Semafor reported that although Tapper had reportedly only agreed to do the show through November 11, “there had been some speculation that the network’s lead Washington anchor could take over the slot permanently.”
The Daily Beast also reported that Tapper was potentially being viewed as a replacement for the time slot, which was vacated by Chris Cuomo, who was fired by the network during the course of an investigation into the help that he provided to his brother, then-New York Governor Andrew Cuomo (D), in navigating a sexual misconduct scandal.
The report said that one of the problems that Tapper ran into was he “was not able to trump his time-slot competitors in ratings, often falling far behind competitors Alex Wagner Tonight and Hannity (on MSNBC and Fox News, respectively) in total viewers and alternating with the MSNBC host for second and third place in the key demographic of viewers ages 25 to 54.”
Tapper will now move back to his original 4 p.m. EST time slot after the brief stint at the 9 p.m. EST time slot.
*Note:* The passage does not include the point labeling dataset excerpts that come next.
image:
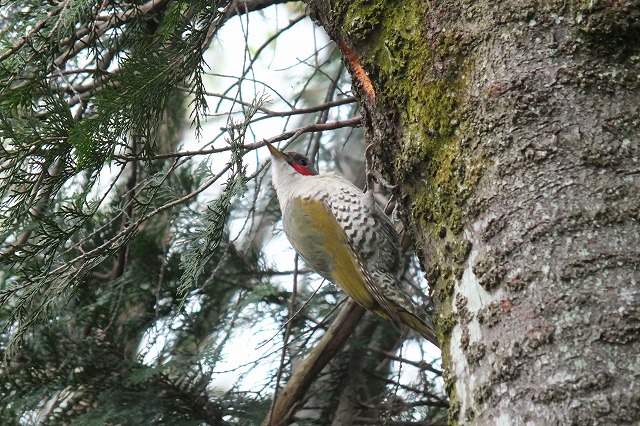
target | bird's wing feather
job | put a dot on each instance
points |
(322, 243)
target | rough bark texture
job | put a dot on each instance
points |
(512, 129)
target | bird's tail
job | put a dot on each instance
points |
(425, 328)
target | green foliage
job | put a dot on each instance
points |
(122, 285)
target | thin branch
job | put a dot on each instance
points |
(293, 134)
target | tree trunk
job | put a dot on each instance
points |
(511, 128)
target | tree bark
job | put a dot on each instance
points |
(511, 129)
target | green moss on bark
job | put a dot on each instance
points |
(415, 58)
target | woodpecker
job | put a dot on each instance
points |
(344, 236)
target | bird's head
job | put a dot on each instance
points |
(290, 162)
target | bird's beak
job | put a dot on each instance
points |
(275, 152)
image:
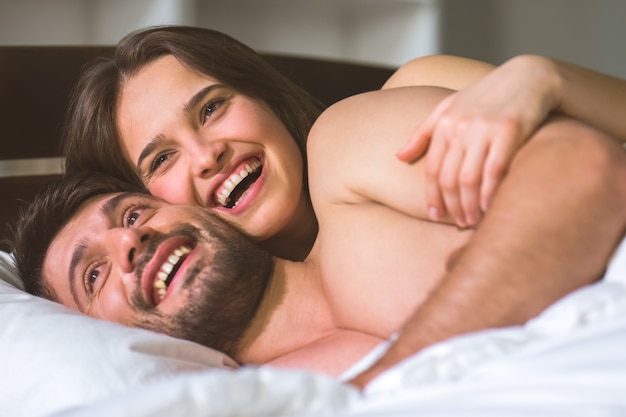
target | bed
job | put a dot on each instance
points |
(57, 362)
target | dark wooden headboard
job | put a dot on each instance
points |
(34, 87)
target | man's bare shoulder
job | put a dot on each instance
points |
(332, 355)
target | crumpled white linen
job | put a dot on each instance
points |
(569, 361)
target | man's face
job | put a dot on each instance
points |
(136, 260)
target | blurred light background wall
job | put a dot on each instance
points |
(386, 32)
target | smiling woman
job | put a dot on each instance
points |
(190, 112)
(37, 80)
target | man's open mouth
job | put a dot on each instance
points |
(168, 271)
(235, 187)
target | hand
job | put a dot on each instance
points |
(473, 135)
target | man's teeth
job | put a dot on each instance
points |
(223, 196)
(168, 266)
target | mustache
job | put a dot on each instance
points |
(144, 258)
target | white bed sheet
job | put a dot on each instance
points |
(570, 361)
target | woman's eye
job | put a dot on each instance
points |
(90, 279)
(132, 218)
(212, 107)
(158, 162)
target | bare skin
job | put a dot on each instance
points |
(379, 266)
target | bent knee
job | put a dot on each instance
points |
(591, 158)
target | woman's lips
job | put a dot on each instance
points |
(231, 191)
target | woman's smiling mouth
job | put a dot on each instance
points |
(235, 187)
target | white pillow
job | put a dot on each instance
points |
(53, 358)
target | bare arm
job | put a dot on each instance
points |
(473, 135)
(553, 226)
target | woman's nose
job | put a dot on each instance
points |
(128, 243)
(207, 158)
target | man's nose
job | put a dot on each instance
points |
(128, 244)
(207, 157)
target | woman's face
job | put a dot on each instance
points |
(195, 141)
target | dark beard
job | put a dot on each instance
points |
(224, 293)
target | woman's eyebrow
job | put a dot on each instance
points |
(77, 255)
(187, 107)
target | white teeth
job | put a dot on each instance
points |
(223, 196)
(166, 268)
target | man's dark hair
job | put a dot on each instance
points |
(52, 208)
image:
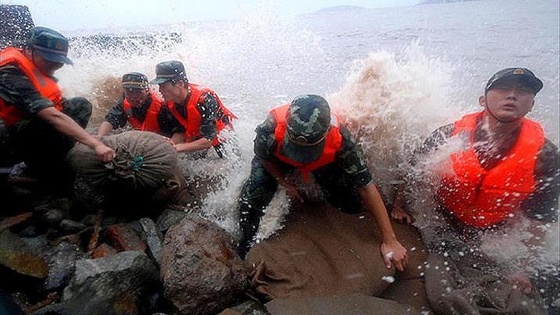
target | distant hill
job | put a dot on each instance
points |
(443, 1)
(341, 8)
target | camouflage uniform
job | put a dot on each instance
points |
(118, 118)
(33, 140)
(338, 180)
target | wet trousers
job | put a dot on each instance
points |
(260, 187)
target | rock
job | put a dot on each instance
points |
(200, 270)
(120, 284)
(61, 260)
(16, 255)
(152, 238)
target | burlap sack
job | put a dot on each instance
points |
(145, 163)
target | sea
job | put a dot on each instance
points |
(393, 74)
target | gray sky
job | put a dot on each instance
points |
(92, 14)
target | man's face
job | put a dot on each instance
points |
(46, 67)
(509, 100)
(171, 91)
(136, 97)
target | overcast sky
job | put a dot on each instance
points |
(91, 14)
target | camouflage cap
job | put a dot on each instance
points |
(134, 80)
(50, 44)
(169, 70)
(307, 124)
(524, 76)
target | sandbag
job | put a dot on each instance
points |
(145, 162)
(322, 251)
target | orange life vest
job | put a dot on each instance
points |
(483, 198)
(193, 120)
(150, 122)
(45, 85)
(333, 143)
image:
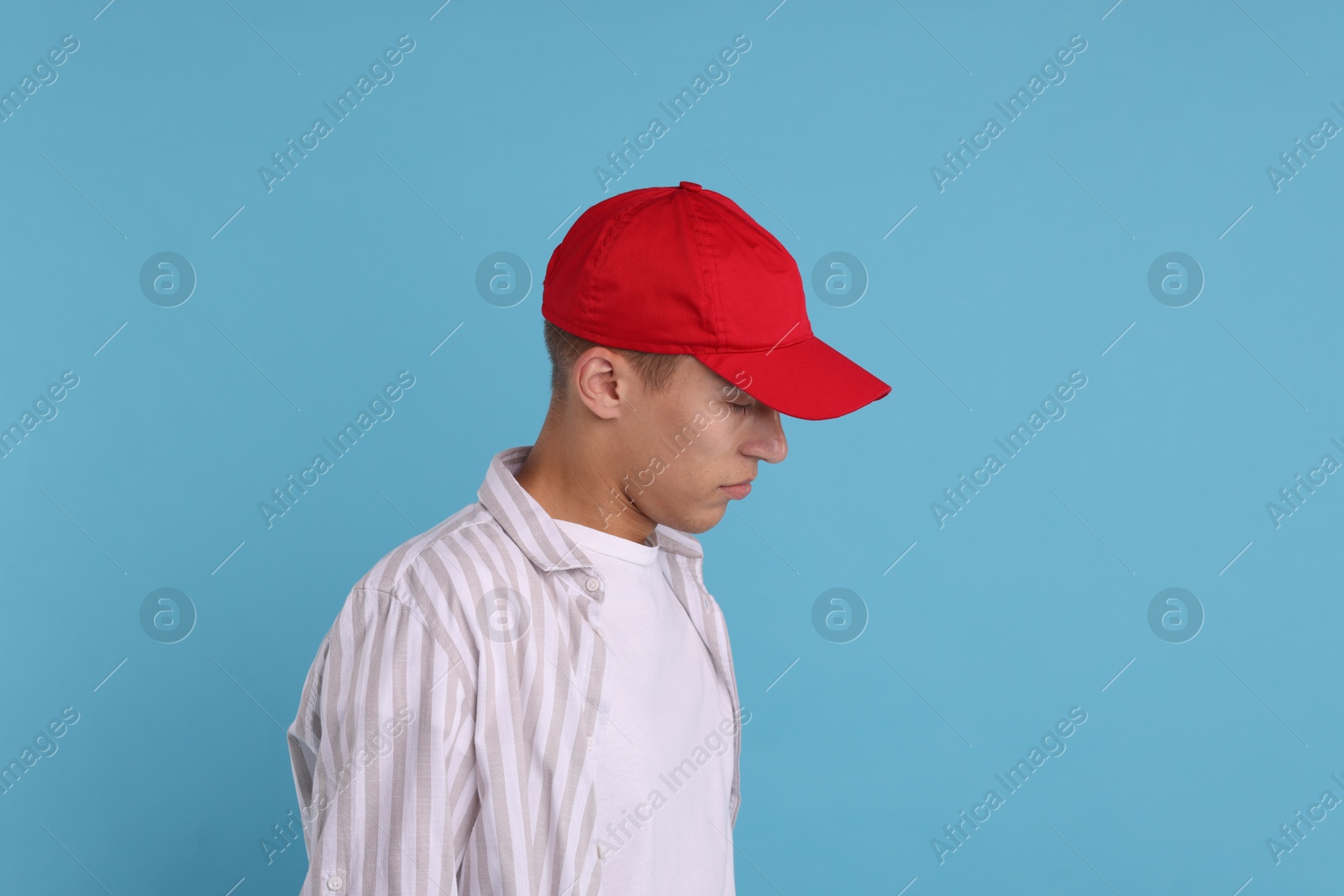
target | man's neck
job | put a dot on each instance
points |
(571, 486)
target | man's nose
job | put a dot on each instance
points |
(770, 446)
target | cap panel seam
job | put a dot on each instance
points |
(602, 250)
(702, 251)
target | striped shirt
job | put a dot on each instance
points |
(444, 738)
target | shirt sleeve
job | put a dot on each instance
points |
(383, 754)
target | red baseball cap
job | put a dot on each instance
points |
(683, 270)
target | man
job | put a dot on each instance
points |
(537, 696)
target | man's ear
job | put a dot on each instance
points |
(601, 376)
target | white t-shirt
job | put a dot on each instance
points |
(663, 822)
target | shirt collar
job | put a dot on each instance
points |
(533, 528)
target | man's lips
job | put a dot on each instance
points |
(737, 492)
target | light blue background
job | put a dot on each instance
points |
(1027, 266)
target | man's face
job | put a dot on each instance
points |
(679, 448)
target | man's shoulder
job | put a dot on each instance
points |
(427, 564)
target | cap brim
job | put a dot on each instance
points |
(810, 379)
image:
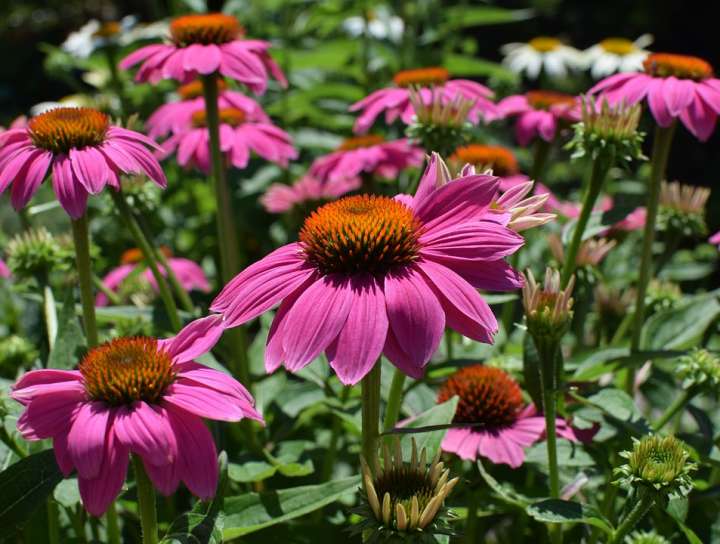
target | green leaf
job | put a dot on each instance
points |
(25, 486)
(204, 523)
(69, 339)
(681, 327)
(245, 514)
(559, 511)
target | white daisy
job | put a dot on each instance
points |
(542, 53)
(617, 55)
(381, 25)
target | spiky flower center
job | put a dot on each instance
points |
(125, 370)
(499, 158)
(544, 100)
(108, 30)
(359, 142)
(544, 44)
(194, 89)
(618, 46)
(680, 66)
(488, 396)
(363, 233)
(421, 77)
(228, 116)
(205, 29)
(62, 129)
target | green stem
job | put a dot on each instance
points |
(658, 165)
(392, 410)
(678, 404)
(636, 514)
(142, 242)
(371, 411)
(600, 168)
(81, 236)
(50, 312)
(146, 502)
(227, 233)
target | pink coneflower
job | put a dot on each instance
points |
(539, 113)
(500, 426)
(429, 82)
(238, 137)
(189, 274)
(135, 395)
(675, 86)
(175, 117)
(84, 151)
(501, 160)
(281, 198)
(374, 275)
(203, 44)
(369, 154)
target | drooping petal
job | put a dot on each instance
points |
(360, 342)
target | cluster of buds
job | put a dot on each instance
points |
(682, 210)
(523, 212)
(439, 126)
(611, 131)
(657, 465)
(404, 502)
(699, 369)
(36, 253)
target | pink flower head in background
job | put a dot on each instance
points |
(135, 395)
(429, 82)
(538, 114)
(501, 160)
(189, 274)
(374, 275)
(203, 44)
(369, 154)
(499, 425)
(83, 150)
(281, 198)
(238, 137)
(175, 117)
(675, 87)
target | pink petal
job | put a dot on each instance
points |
(316, 319)
(360, 342)
(415, 315)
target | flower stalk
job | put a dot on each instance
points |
(146, 503)
(81, 237)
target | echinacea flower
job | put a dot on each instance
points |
(135, 395)
(203, 44)
(84, 151)
(675, 87)
(493, 421)
(404, 498)
(429, 83)
(281, 198)
(189, 274)
(174, 117)
(239, 136)
(543, 53)
(617, 55)
(370, 154)
(374, 275)
(539, 113)
(501, 160)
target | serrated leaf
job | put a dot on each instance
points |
(245, 514)
(25, 486)
(560, 511)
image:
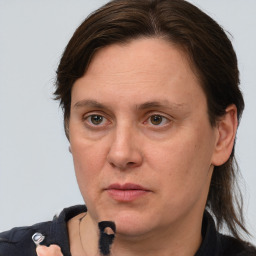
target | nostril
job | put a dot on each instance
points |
(130, 163)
Chris Cuomo was fired when, during the course of the network’s investigation, women came forward and accused him of sexual misconduct, including a “young temporary ABC employee hoping for a full-time job,” The New York Times reported, and former ABC News executive producer Shelley Ross.
Ross, who later became an executive producer at CBS News, said that at a going-away party in 2005, Cuomo approached her “and greeted me with a strong bear hug while lowering one hand to firmly grab and squeeze the cheek of my buttock.”
“‘I can do this now that you’re no longer my boss,’ he said to me with a kind of cocky arrogance,” Ross wrote in a New York Times op-ed. “‘No you can’t,’ I said, pushing him off me at the chest while stepping back, revealing my husband, who had seen the entire episode at close range. We quickly left.”